Getting support for user research
The better you understand your users, the more likely you are to design and build a service that works for them.
User research is most effective when it's funded from Discovery and continues for the life of the service.
It’s especially important to talk to real users at the start of the process. This helps you understand your users and build empathy.
User research is everyone’s job
The user experience is everyone in the team’s responsibility. Participation in user research helps your team develop empathy for the users and understand their contribution to improving the user experience. This will help them make decisions and use evidence to communicate the benefit of change.
They will learn:
- what real users need
- how real people experience the service
- the language people use when talking about the service
- how users perceive technology
- how users overcome issues with the service.
Team members who observe research should take part in analysis sessions to help agree on the findings and any resulting actions. User researchers should also work closely with the rest of the team on design decisions and prototypes.
How to get buy-in for user research
Even if you understand the value of user research you may need to convince others. Getting support to stand up a proper multidisciplinary team with a full-time user researcher can be hard.
Create a pitch
Research underpins the whole service design and delivery process. To start work on a new service, or improve an existing one, you may need to explain the value of user research. By doing user research we reduce risks and increase the certainty of success.
Work out the cost of the need
Design decisions must be based on user need. Existing research can provide evidence for a new or improved service. Use this to draft problem statements.
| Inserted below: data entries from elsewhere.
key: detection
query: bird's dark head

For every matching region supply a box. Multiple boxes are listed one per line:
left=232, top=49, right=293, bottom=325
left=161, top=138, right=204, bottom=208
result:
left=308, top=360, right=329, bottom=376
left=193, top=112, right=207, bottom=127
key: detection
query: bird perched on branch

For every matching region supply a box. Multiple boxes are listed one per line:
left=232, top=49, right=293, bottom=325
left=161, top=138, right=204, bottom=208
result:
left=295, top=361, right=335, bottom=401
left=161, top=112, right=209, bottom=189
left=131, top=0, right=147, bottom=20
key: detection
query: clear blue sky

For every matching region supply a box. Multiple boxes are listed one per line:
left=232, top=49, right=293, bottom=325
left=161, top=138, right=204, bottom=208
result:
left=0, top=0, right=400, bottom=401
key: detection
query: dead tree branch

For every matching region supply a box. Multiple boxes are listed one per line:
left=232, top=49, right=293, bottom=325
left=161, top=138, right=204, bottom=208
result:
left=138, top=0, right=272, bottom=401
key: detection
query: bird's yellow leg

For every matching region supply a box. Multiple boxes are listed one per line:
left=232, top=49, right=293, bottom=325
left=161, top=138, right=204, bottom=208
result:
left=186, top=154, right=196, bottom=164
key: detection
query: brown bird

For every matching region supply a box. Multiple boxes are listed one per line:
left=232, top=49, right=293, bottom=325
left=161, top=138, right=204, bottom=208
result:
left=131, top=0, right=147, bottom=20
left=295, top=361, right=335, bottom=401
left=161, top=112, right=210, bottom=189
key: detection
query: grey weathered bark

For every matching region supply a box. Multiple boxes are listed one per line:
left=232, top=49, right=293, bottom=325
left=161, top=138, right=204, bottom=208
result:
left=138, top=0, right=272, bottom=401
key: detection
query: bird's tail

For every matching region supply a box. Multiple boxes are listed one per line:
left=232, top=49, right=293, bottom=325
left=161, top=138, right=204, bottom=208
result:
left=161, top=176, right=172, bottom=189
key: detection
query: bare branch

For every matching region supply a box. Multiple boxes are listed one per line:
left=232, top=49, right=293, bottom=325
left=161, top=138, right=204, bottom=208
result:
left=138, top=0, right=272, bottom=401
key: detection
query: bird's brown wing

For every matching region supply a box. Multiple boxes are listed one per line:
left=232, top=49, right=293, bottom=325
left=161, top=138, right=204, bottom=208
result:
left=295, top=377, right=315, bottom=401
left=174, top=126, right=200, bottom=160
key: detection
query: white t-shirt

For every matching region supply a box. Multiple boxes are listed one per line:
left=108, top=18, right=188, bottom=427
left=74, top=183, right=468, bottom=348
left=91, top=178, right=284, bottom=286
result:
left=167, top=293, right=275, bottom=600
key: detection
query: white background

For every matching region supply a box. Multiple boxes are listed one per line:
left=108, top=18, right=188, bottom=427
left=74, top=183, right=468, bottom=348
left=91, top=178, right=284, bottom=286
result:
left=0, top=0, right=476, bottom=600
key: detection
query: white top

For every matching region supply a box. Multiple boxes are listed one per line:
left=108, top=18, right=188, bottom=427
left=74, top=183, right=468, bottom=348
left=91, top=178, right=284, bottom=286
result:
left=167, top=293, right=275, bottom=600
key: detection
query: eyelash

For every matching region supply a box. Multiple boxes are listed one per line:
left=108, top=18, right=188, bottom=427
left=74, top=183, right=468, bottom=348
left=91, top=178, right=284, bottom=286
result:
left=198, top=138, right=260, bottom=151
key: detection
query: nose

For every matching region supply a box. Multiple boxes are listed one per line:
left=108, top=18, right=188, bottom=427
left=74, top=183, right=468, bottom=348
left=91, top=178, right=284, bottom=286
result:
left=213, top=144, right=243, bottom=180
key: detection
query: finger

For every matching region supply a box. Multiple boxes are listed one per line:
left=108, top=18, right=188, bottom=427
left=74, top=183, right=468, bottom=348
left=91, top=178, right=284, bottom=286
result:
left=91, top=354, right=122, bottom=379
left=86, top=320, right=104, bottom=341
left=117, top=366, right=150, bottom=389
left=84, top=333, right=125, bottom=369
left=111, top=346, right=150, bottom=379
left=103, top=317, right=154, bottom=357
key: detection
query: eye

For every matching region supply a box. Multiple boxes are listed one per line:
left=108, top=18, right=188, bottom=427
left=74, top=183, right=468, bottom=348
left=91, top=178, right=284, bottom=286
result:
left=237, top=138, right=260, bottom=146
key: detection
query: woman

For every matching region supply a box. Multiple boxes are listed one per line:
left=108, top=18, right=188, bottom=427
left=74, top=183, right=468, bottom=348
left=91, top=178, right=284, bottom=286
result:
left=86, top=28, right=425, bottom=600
Quantitative sources like website analytics can help you discover the need for building or improving a service. They can also help you work out a cost to government for not improving a service.
There are resources you can use to calculate the return on investment and prove the value of a good user experience.
Get support
You can ask champions and digital subject experts in your agency to help you. You can find champions by talking to other teams who follow the service design and delivery process. They may help you gain support from influential leaders in your agency.
You can use case studies to show how user research can improve service outcomes.
Show your commitment with a team contract
It can be useful to formalise your commitment to user research at the start of the process. You can do this with a 1-page team contract. Use the contract to explain, in simple terms, what your team will build and how you'll apply user research.
Ask the digital leader responsible for the service to sign the contract before the team starts. This will give the team confidence to do the user research to check they’re building the right thing.
Continuous research
To work in an agile way, service teams must update their understanding of users and their needs throughout the service design and delivery process.
You will need to do research in every iteration of the development stage, starting in Discovery and continuing through to Live. Make sure your user research plan shows this.
This will help you:
- save time by building only what your users need
- reduce risk by learning quickly what works for users
- understand the problems users have and how they can be resolved
- respond to changing user behaviour and feedback to continuously improve the service.
Make time for user research
You'll develop a user research plan after your team kick off meeting. In the meantime, talk to your team about how you will schedule the user research.
Build research activities and analysis into the team’s regular schedule. This will make sure your whole team knows what's happening so they can take part. It can take a long time to recruit users for research, so it’s important to start early.
Qualitative and quantitative research
Seek support for both qualitative and quantitative research. Quantitative research gives you a limited view of who the users are and what they need.
Start the Discovery stage with qualitative research, such as in-depth interviews with users. Use quantitative research to help you work out which user groups you should talk to.
Get started with a user researcher
User researchers should be a core part of your team throughout each stage of service design and delivery. They'll do user research at least every 2 weeks.
It’s always better to work with a full-time user researcher. If you don't have these skills on the team, make it a priority to secure an expert as soon as you can. In the meantime, you can still do some user research activities like pop-up research.
GOV.UK has a useful blog on getting started with user research.
Don’t outsource user research
Your team needs to build empathy with the users to understand what to build, this is especially important in Discovery.
It's best to do the research in-house. This will help you team understand the relationship between the users' questions and the research findings.
Get help from other teams
Your agency may have teams who can support your research. They may recruit users on your behalf or support you to meet users accessibility and inclusivity needs.
Remember everyone on your team needs to engage with users. Don't rely on other teams alone.